As used herein, the term "treatment" refers to administering to an individual suffering from a disease or experiencing symptoms of the disease One or more drug substances, in particular compounds of formula (I) as described herein and/or pharmaceutically acceptable salts thereof, are used to cure, alleviate, mitigate, alter, treat, improve, ameliorate or affect the disease or the symptoms of the disease. The term "prevention" as used herein refers to the administration of one or more drug substances, in particular compounds of formula (I) as described herein and/or pharmaceutically acceptable salts thereof, to an individual with a physique susceptible to the disease, to prevent the individual from suffering from the disease. When referring to a chemical reaction, the terms "treating", "contacting" and "reacting" refer to the addition or mixing of two or more reagents under appropriate conditions to produce the indicated and/or desired product. It should be understood that the reaction that produces the indicated and/or desired product may not necessarily result directly from the combination of the two reagents initially added, that is, there may be one or more intermediates generated in the mixture, which ultimately lead to the formation of the indicated and/or desired product.

The compounds defined in the present invention or their pharmaceutically acceptable salts, or pharmaceutically acceptable compositions containing them, are effective modulators of androgen receptors.
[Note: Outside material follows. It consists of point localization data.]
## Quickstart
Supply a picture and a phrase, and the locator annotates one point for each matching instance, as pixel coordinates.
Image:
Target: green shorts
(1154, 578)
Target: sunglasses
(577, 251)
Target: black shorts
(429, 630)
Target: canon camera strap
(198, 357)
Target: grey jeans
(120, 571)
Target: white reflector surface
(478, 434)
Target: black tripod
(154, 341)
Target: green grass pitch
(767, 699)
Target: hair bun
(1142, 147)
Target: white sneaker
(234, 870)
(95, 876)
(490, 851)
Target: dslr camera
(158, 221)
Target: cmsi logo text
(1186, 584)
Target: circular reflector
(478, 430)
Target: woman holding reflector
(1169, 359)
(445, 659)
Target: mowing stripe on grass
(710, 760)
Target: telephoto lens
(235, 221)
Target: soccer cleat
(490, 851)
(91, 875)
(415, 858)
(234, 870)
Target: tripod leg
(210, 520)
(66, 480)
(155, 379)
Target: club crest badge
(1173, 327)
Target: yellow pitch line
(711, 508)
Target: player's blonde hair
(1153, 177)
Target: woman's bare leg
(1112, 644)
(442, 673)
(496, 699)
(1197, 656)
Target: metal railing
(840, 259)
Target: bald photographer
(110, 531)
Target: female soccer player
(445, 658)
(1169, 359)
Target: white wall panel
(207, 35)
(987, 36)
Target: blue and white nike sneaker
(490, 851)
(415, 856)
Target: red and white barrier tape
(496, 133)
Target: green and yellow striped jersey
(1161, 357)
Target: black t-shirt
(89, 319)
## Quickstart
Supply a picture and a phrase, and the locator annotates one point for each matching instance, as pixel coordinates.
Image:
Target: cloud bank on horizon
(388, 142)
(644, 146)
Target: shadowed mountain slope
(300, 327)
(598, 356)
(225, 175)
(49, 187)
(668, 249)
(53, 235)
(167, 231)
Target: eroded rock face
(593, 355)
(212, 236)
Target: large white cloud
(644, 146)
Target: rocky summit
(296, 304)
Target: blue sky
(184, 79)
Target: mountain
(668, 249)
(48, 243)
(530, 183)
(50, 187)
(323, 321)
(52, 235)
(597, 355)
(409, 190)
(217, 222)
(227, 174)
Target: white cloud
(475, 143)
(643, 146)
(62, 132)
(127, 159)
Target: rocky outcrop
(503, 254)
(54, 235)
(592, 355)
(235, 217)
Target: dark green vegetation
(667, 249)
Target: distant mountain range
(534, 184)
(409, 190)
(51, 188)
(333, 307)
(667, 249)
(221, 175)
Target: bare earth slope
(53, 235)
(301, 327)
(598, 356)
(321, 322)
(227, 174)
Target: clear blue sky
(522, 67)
It is expected that the compounds of the present invention are potentially useful agents in treating diseases or medical conditions mediated solely or in part by androgen receptors. The compounds of the present invention may cause downregulation of androgen receptors and/or are selective agonists, partial agonists, antagonists or partial antagonists of androgen receptors.

The compounds according to the invention are preferably suitable for the treatment and/or prevention of androgen receptor-dependent diseases.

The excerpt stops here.